The day before we left Spain, I met with my Spanish conversation group one last time. Our discussion was of the perils and pleasures of travel in Morocco and as we shared our travel adventures (in spanish, of course), I realized how much I was enjoying their company and how much I would miss this. I spoke at length with a British woman who had moved to a small hill town above the coast about the trials and tribulations of living abroad. She confessed it was difficult to integrate into the Spanish society, mainly due to the language barrier. But the people were always warm and helpful and she has not regretted leaving England. Len and I have been musing about whether we would ever return here for a longer stay and hearing her talk positively of her Spanish community made the idea even more enticing. Afterwards, Frank, Karin and I met Len at the Café Almeda for some wine and tapas. Such lovely people, they have much in common with us and our conversation (in english now) was lively. I feel blessed to have met them and will remain in touch.

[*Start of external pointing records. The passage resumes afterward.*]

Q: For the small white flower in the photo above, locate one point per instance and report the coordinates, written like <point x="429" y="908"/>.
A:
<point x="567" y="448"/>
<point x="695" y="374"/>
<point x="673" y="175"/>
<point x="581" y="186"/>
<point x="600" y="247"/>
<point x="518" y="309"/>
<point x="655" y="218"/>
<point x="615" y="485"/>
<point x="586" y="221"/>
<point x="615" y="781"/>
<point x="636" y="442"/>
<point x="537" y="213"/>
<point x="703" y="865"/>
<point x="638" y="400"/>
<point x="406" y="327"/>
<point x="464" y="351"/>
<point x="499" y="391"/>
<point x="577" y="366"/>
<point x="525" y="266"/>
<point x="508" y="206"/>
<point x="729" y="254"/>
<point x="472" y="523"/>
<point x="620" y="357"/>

One month in Nerja has come and gone and it was the perfect experience. While I did not "write" my children's book, the time here did help me sort out my goals and ideas and will make writing easier when I get back home. And I learned a lot about myself in Nerja--that I like "slow travel", afternoon siestas, learning and speaking spanish, small plates (aka tapas) and cervezas for lunch, watching the sun rise with no one around, that my best thoughts and ideas come first thing in the morning, and that the only thing in the way of achieving a goal is oneself! Our time in Nerja has reaffirmed that I have a loving husband and great travel partner, whose unconditional support made this dream of "slow travel" possible. I am so glad he decided to come with me. Nerja has much to offer for both of us-- and we believe we will be back for a longer stay.